Myofascial release is a highly specialized stretching technique to treat patients with a variety of soft tissue problems.
To understand what myofascial release is and why it works, you have to understand a little about fascia. Fascia is a thin tissue that covers all the organs of the body. This tissue covers every muscle and every fiber within each muscle. All muscle stretching, then, is actually stretching of the fascia and the muscle, the myofascial unit. When muscle fibers are injured, the fibers and the fascia which surrounds it become short and tight. This uneven stress can be transmitted through the fascia to other parts of the body, causing pain and a variety of other symptoms in areas you often wouldn’t expect. Myofascial release treats these symptoms by releasing the uneven tightness in injured fascia.
In other words, myofascial release is stretching of the fascia. The stretch is guided by feedback the therapist feels from the patient’s body. This feedback tells the therapist how much force to use, the direction of the stretch and how long to stretch. Small areas of muscle are stretched at a time. Sometimes the therapist uses only two fingers to stretch a small part of a muscle. The feedback the therapist feels determines which muscles are stretched and in what order.
Each myofascial release technique contains the same components. The therapist finds the area of tightness. A light stretch is applied to the tight area. The therapist waits for the tissue to relax and then increases the stretch.
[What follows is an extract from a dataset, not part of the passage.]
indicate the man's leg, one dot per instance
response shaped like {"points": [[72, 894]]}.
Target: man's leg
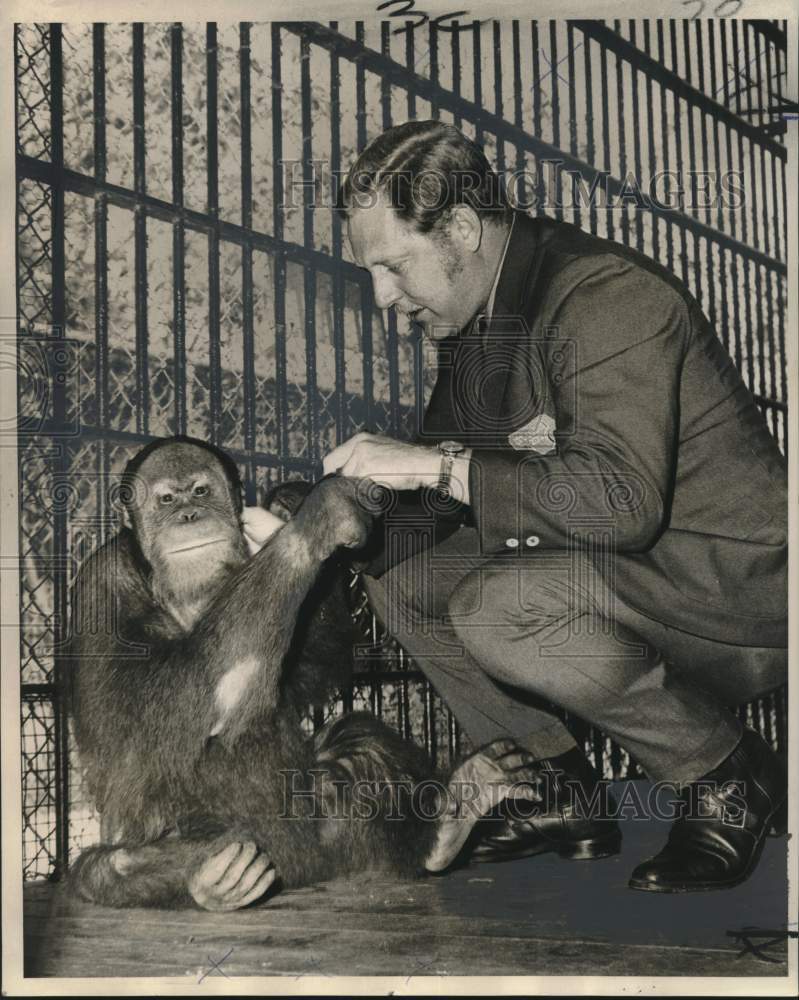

The process is repeated until the area is fully relaxed. Then, the next area is stretched.
The therapist will be able to find sore spots just by feel. Often, patients are unable to pinpoint some sore spots or have grown used to them until the therapist finds them. The size and sensitivity of these sore spots, called myofascial trigger points, will decrease with treatment.
Most patients are surprised by how gentle myofascial release is. Some patients fall asleep during treatment. Others later go home and take a nap. Most patients find myofascial release to be a very relaxing form of treatment.
Myofascial release is not massage. Myofascial release is used to equalize muscle tension throughout the body. Unequal muscle tension can compress nerves and muscles causing pain. Progress is measured by a decrease in the patient’s pain and by an improvement in overall posture.
Massage can relieve post-operative pain and edema, and promote the removal of toxins as it assists in the flow of lymph, blood, and oxygen. Over time, clients will experience increased range of motion, reduced scar tissue, restored feeling and sensation by stimulating nerve endings, an improved body image and may become more aware and reconnected to themselves.